|The Three Graces|
|Medium||Oil on panel|
|Location||Musée Condé of Chantilly, France|
|Dimensions||6.7 in × 6.7 in|
|17 cm × 17 cm|
Raphael’s Three Graces shows the three graces of Greek and Roman myth. Aglaea, Euphrosyne, and Thalia dance together in a meadow. In one hand, each holds an apple, possibly the golden apples from the Garden of the Hesperides. Their other hands are on each other’s shoulders in what seems a show of sisterly affection. They are all innocently naked, though the goddess on the left wears a scrap of diaphanous material over her hips, and the woman on the right wears a jeweled necklace. The hair of all three of the Graces is elaborately done, and held in place or embellished with jewels.
An Early Work
The painting, which is an oil on panel, was painted between 1504 and 1505, when Raphael was in his early 20s.
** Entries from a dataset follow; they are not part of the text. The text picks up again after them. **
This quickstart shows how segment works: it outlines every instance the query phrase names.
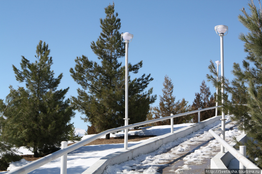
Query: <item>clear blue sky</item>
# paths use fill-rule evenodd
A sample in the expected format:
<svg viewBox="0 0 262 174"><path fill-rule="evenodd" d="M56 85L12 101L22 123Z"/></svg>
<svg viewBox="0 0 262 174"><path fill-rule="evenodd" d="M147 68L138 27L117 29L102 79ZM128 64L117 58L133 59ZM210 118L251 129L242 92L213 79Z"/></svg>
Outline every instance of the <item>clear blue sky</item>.
<svg viewBox="0 0 262 174"><path fill-rule="evenodd" d="M254 0L257 7L258 1ZM130 43L129 61L143 61L138 75L151 74L149 85L157 95L159 103L164 77L167 75L174 85L176 100L184 98L191 104L195 93L206 80L211 92L215 88L206 81L210 60L220 60L220 39L215 26L227 26L224 37L224 74L230 79L233 63L241 63L247 54L238 39L247 31L238 21L242 7L248 8L247 0L114 0L122 27L120 32L134 35ZM21 56L35 60L40 40L48 44L57 77L63 76L59 88L70 87L67 97L76 96L79 87L70 75L77 56L82 55L98 61L90 43L100 35L99 19L104 18L104 8L112 0L0 1L0 98L23 84L16 81L12 66L21 69ZM119 60L124 65L124 57ZM219 73L220 72L219 67ZM134 77L132 75L132 77ZM86 123L77 113L72 120L76 128L86 129Z"/></svg>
It is reputed to be the first study the young painter did of the female nude from both the front and the back. Raphael’s youth is manifest in this painting. Though he depicts the anatomy of the three goddesses with care and realism, the brush strokes are a bit crude and there’s a lack of refinement in the women’s otherwise lovely and gentle-eyed faces. The painting has only hints of Raphael’s mastery to come. This can especially be seen in the middle goddess, whose back faces the viewer and whose face is in a primitively rendered profile.
Beauty and Bleakness
The background reminds the viewer, suspiciously, of the background of the Mona Lisa, which was painted around the same time. Done in the misty, sfumato style that was popular at the time, Raphael’s background is full of gentle but bleak looking hills, a lake, and stunted trees that march, in perfectly mastered perspective, toward misty, chalk gray mountains. The Graces themselves seem to be standing on a patch of barren or cleared land, and in the foreground are a few weak looking weeds. The painting is an almost violent contrast to Botticelli’s Three Graces, who dance in the midst of colorful, burgeoning nature.
The painting is now located in the Musée Condé in Chantilly, France.